ALICE gets its first ‘upgrade’

The ALICE experiment has reached another milestone with the successful installation of the first two modules of the electromagnetic calorimeter.


Preparations for installing the EMCal in the ALICE cavern.

On 17 and 19 March the first two sections of the electromagnetic calorimeter (EMCal) were fitted in the ALICE cavern. The full EMCal, a lead-scintillator sampling calorimeter, will be made up of 12 separate modules plus 2 half modules. Weighing 8 tons each, these modules required a whole new support structure to be built and a sophisticated ‘bridge’ device (pictured) to install them in situ.

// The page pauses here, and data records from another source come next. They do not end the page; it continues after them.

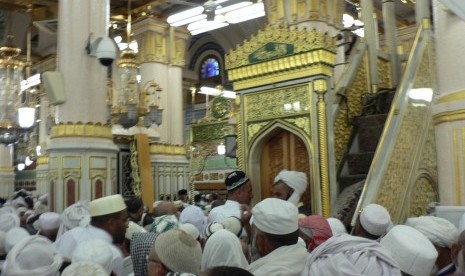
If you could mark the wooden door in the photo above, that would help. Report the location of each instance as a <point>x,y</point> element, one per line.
<point>284,151</point>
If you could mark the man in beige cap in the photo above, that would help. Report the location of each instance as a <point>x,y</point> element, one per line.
<point>290,185</point>
<point>109,220</point>
<point>373,222</point>
<point>275,232</point>
<point>443,234</point>
<point>174,251</point>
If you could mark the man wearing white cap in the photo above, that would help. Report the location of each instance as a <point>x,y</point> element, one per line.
<point>49,223</point>
<point>275,233</point>
<point>34,255</point>
<point>109,220</point>
<point>290,185</point>
<point>372,222</point>
<point>414,253</point>
<point>239,190</point>
<point>443,234</point>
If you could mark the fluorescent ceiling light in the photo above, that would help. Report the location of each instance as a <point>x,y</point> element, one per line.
<point>237,11</point>
<point>184,14</point>
<point>215,92</point>
<point>421,94</point>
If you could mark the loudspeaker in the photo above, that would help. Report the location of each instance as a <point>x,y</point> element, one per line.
<point>54,87</point>
<point>231,146</point>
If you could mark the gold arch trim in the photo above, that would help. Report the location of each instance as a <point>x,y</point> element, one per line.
<point>450,116</point>
<point>81,130</point>
<point>167,149</point>
<point>452,97</point>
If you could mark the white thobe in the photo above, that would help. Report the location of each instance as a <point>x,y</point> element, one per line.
<point>285,260</point>
<point>68,242</point>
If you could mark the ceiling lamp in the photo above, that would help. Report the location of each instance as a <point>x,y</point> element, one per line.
<point>10,82</point>
<point>216,14</point>
<point>134,102</point>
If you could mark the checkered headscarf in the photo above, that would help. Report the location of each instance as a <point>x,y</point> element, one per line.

Project Leader, Tom Cormier from Wayne State University, notes that: "The EMCal is a late addition to ALICE, arriving in effect as a first upgrade. Indeed full approval with construction funds occurred only in early 2008." Although ALICE has excellent momentum measurement and identification capabilities for charged hadrons it previously lacked the capability to measure the neutral energy component of jets. The new electromagnetic calorimeter provides ALICE with this capability. This is crucial for determining the overall energy of the ‘jets’ of hadrons created when quarks and gluons recombine after having formed the quark-gluon plasma.

Did you know?

During the heavy-ion collisions inside the ALICE detector, the protons and neutrons will ‘melt’, freeing the quarks from their bonds with the gluons. The experiment will probe this strange form of matter, known as Quark-Gluon Plasma (QGP), by looking at how high-energy quarks and gluons lose energy as they fly through this ‘particle soup’. Once out of the QGP these high-energy quarks and gluons quickly reform creating a ‘jet’ of hadrons. By looking at the total energy of these ‘jets’ the ALICE physicists can determine the density and interaction strength of the QGP.